Friday, April 16, 2010

Blogging Ethics: Am I Allowed To Reprint Rob Silver In Toto?

Come and get me coppers! Essential Silver here and below:
Jedi mind-tricking the Canada Health Act away
John Ivison and Jeffrey Simpson jump into the Canada Health Act fray with their respective columns today.

Let me tackle Ivison first and his column headlined "When is a User Fee Not a User Fee." He addresses Parliament finally discussing the issue this week:

"In Question Period on Wednesday, the issue was raised by NDP leader Jack Layton, who asked the Prime Minister whether his government is committed to enforcing the CHA "or is preparing to amend it?"

Stephen Harper's answer was inscrutable enough to suggest a number of interpretations are possible.

"The NDP ... should be sure that violations have actually occurred. The reality is very clear. The Canada Health Act is the law of the land. The government has indicated that it expects provinces to follow the law of the land," he said.

Since the CHA is pretty clear that "for a province to qualify for a full cash contribution [from the federal government], user charges must not be permitted," the uninitiated might think the Prime Minister was threatening to crack the whip.

But I don't think that's what Mr. Harper was suggesting at all. Nor does Brian Lee Crowley, the economist and author of Fearful Symmetry: The Fall and Rise of Canada's Founding Values."

Pause.

The law is clear, the law must be followed but both Ivison and Brian Lee Crowley (as I have written here previously, Crowley's Fearful Symmetry was the Canadian political book of the year last year) don't think Harper is actually threatening anything here.

Big assertion, time for some analysis boys:

"For one thing, contravention of the CHA is in the eye of the beholder. The government has a high degree of discretion when it comes to contravention -- and even more latitude when it comes to penalties."

This is of course true. There are three important points about the CHA and user fees:

1. They are explicitly prohibited (as per my post earlier this week);

2. The explicit penalty under the CHA for user fees is a loss of federal transfers; and

3. The Federal Health Minister is judge, jury and executioner for enforcing this section.

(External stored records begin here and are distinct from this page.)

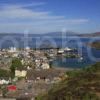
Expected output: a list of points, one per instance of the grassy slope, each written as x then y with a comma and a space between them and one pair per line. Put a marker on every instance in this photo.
81, 85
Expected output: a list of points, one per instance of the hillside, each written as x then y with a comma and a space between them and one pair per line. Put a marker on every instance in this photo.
81, 85
95, 45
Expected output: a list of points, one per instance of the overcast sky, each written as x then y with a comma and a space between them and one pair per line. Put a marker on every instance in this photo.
42, 16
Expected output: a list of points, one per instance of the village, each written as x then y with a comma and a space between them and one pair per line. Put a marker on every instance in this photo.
25, 73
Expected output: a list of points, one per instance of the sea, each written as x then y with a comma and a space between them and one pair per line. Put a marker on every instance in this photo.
89, 55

In other words if the Federal Minister decides not to enforce the Act, nothing is going to happen. Life will go on. That doesn't mean Quebec isn't in violation of the Act, just that the Feds have decided to turn a blind eye to its transgression. And other provinces can also do whatever they want in healthcare - CHA be damned. In other words, the result of Harper deciding to ignore Quebec's violation is the CHA becomes a meaningless piece of legislation - in complete contradiction of what Harper actually said in the House this week.

Back to Crowley:

"Mr. Crowley said Quebec's plan may not even constitute a user fee. "It depends on what you think a user fee is -- it's a very important question .... If you have an addition at the end of the year to your tax bill, then no one is being prevented from access to health care."

Right. And if I go to a restaurant, put my steak on my credit card and don't pay the bill for another month then it's like I got my steak for free - I mean, they let me walk out of the restaurant without giving them a penny! The proposed user fee in Quebec is being collected through the income tax system for administrative efficiency reasons. As we understand it to date, the "fee" at the end of each year will be based on the number of "uses" you made of the health care system. The clause under the CHA prohibiting user fees makes no reference to accessability, it prohibits user fees per se. I'm not sure how when you have to pay it is relevant to whether it qualifies as a "user fee".

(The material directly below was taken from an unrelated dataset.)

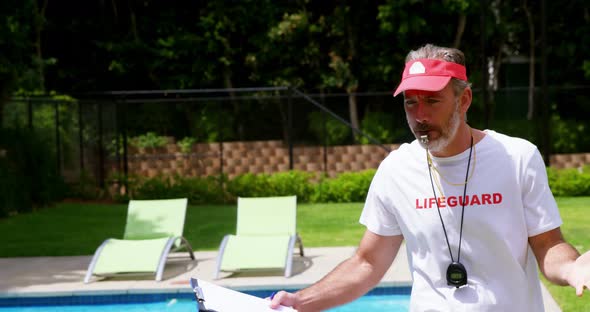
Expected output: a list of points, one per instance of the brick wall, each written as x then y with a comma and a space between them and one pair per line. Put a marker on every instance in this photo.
251, 157
237, 158
577, 160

Ivison goes on to propose the same jurisdictional swaperoo that Andrew Coyne laid out in his column this week for the federal government to get out of funding healthcare, transfer tax points to the provinces in exchange for economic union (minus Andrew's senate reform two-step).

Jeffrey Simpson makes an even more blunt argument in his column:

"It doesn't much matter what federal Liberals, or any of the federal parties, say or think. It is the provinces, not Ottawa, that deliver health care and provide most of the money for it. Frankly, what Mr. Ignatieff or other federal politicians think or say doesn't count for much."

I think there are two very different, though related questions that are being confused in both columns:

1. Does the Quebec proposal violate the Canada Health Act that is currently the law of the land?;

2. Should the Canada Health Act be amended on a going forward basis?

The answer to the first question is clearly yes - the Quebec proposal violates the current Act.

In terms of where we go from here, that is a much bigger question. Should the federal government have anything to do with health care in the futrure? I have my thoughts, others have theirs. This debate is not off to a good start though when we can't even agree what the law is today as it gets underway.

If we are, as a country, going to ignore the CHA - if we have decided that it is outdated and outmoded or impractical to enforce it - then let's call it what it is and change the law.

But let's avoid the mental gymnastics and jedi mind tricks that are currently being played to try to claim that a policy proposal that is in clear violation of the law is something else entirely.